Una vez, hace mucho tiempo, la muerte de Mian Abdullah destruyó otra Conferencia, que se había mantenido unida simplemente por su fuerza de voluntad; ahora, a medida que los hijos de la medianoche perdían su fe en mí, perdían también su creencia en lo que yo había hecho por ellos. Entre el 20 de octubre y el 20 de noviembre, seguí convocando —tratando de convocar— nuestras reuniones nocturnas; pero huyeron de mí, no de uno en uno, sino a decenas y veintenas; cada noche había menos de ellos dispuestos a sintonizar; cada semana, más de un centenar se retiraban a la vida privada. En el alto Himalaya, los gurkhas y rajputanos huían en desorden del ejército chino; y en las zonas altas de mi mente, otro ejército estaba siendo destruido por cosas —murmuraciones, prejuicios, aburrimiento, egoísmo— que yo había creído demasiado pequeñas, demasiado insignificantes para que pudieran afectarlos.
(Pero el optimismo, como una enfermedad crónica, se negaba a desaparecer; seguí creyendo —sigo creyendo todavía hoy— que lo-que-teníamos-en-común habría pesado finalmente más que lo-que-nos-separaba. No: no aceptaré la responsabilidad última del fin de la Conferencia de los Hijos; porque lo que destruyó toda posibilidad de renovación fue el amor de Ahmed y Amina Sinai.)

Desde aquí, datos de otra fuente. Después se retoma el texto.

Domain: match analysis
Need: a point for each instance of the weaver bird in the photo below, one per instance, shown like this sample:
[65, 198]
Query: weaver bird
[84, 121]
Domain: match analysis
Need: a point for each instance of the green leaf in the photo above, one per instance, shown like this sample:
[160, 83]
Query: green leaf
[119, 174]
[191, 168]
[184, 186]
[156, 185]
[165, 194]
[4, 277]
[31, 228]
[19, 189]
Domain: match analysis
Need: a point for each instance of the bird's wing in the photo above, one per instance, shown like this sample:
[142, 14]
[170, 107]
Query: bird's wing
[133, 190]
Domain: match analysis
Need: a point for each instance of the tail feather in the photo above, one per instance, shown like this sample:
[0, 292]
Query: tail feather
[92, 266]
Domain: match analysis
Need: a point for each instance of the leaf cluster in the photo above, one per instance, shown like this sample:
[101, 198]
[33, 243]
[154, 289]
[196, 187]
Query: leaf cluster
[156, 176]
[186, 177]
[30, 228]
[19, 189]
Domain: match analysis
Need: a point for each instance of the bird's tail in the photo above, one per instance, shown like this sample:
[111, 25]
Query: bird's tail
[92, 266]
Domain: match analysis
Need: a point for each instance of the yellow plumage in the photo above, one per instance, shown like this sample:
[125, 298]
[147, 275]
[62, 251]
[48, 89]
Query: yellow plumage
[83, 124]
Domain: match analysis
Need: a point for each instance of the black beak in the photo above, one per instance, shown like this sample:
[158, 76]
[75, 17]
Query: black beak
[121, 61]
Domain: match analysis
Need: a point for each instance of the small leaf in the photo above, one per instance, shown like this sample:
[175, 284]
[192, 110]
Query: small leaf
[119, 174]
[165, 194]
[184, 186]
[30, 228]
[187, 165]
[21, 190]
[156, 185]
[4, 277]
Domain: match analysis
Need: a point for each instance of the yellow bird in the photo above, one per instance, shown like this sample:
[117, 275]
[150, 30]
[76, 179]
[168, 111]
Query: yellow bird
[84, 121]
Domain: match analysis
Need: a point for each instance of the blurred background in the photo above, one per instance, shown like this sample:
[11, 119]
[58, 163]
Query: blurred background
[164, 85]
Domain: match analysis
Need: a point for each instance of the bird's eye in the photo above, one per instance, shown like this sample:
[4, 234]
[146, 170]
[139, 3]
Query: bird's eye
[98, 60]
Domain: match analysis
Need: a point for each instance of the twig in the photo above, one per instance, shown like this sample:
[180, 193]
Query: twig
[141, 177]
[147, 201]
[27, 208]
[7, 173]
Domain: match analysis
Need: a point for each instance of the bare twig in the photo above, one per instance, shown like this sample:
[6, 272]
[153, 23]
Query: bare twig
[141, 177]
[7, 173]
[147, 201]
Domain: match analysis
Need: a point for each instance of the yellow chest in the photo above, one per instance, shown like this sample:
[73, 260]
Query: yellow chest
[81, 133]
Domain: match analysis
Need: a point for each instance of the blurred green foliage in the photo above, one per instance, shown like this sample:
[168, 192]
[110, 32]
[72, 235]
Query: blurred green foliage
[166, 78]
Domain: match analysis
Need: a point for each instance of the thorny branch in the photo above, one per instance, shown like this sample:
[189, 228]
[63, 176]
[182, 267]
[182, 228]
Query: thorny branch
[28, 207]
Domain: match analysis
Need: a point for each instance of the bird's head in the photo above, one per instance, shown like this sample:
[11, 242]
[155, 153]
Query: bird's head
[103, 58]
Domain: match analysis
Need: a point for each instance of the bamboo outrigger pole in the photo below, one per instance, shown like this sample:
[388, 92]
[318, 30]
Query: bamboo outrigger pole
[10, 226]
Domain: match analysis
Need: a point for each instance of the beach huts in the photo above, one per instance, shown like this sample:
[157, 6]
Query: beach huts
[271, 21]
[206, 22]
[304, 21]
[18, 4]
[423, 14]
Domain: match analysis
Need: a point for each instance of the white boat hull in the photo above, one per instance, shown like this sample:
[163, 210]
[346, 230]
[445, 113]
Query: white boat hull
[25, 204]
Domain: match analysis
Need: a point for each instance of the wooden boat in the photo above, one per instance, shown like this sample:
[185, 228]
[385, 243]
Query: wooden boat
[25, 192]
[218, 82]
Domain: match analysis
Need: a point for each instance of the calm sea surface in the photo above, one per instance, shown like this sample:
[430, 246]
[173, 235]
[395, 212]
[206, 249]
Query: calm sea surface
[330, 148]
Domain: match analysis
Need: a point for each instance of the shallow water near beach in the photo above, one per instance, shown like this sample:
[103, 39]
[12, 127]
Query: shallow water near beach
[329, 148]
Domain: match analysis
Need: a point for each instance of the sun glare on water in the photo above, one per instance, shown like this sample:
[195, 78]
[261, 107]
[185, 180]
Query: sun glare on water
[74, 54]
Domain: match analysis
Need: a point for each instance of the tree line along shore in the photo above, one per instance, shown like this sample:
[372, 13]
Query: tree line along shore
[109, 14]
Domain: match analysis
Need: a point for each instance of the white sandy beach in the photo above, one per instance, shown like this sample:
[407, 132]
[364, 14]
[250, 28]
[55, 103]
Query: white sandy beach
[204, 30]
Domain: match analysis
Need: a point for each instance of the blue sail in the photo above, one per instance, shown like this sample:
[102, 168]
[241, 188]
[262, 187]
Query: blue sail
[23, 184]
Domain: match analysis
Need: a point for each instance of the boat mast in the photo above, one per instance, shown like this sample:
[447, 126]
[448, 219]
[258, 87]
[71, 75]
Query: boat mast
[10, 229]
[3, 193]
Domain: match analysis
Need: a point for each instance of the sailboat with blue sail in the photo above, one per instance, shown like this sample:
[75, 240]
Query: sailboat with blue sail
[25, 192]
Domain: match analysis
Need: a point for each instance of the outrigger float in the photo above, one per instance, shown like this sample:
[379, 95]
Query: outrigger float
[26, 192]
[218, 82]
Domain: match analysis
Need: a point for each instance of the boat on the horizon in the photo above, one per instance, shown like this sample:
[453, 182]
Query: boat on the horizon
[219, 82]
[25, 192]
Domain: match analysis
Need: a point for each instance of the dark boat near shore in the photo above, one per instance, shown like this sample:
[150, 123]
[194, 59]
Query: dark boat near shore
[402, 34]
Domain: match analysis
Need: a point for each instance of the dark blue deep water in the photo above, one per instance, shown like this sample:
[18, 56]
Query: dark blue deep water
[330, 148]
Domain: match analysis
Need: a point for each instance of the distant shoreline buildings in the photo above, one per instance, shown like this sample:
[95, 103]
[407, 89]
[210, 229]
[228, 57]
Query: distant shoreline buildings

… ¿Y Shiva? ¿Shiva, a quien yo, despiadadamente, negaba sus derechos de nacimiento? Ni una sola vez, en ese último mes, envié mis pensamientos a buscarlo; pero su existencia, en algún lugar del mundo, me perseguía por los rincones de mi mente. Shiva-el-destructor, Shiva Rodillascontundentes… se convirtió, para mí, primero en un remordimiento punzante; luego en una obsesión; y finalmente, a medida que el recuerdo de su realidad se embotaba, en una especie de principio; llegó a representar, en mi mente, toda la venganza y la violencia y el amor-y-odio-simultáneos-de-las-Cosas del mundo; de forma que incluso ahora, cuando oigo hablar de cadáveres de ahogados que flotan como globos en el Hooghly y explotan cuando los rozan los barcos al pasar, o de trenes incendiados, o políticos asesinados, o disturbios en Orissa o en el Punjab, me parece que la mano de Shiva pesa fuertemente sobre todas esas cosas, condenándonos a forcejear interminablemente entre asesinatos violaciones codicias guerras… que Shiva, en pocas palabras, ha hecho de nosotros lo que somos. (También él nació al dar la medianoche; él, como yo, estaba conectado con la Historia. Los modos de conexión —si tengo razón al pensar que se me aplicaban— le permitieron también influir en el paso de los días.)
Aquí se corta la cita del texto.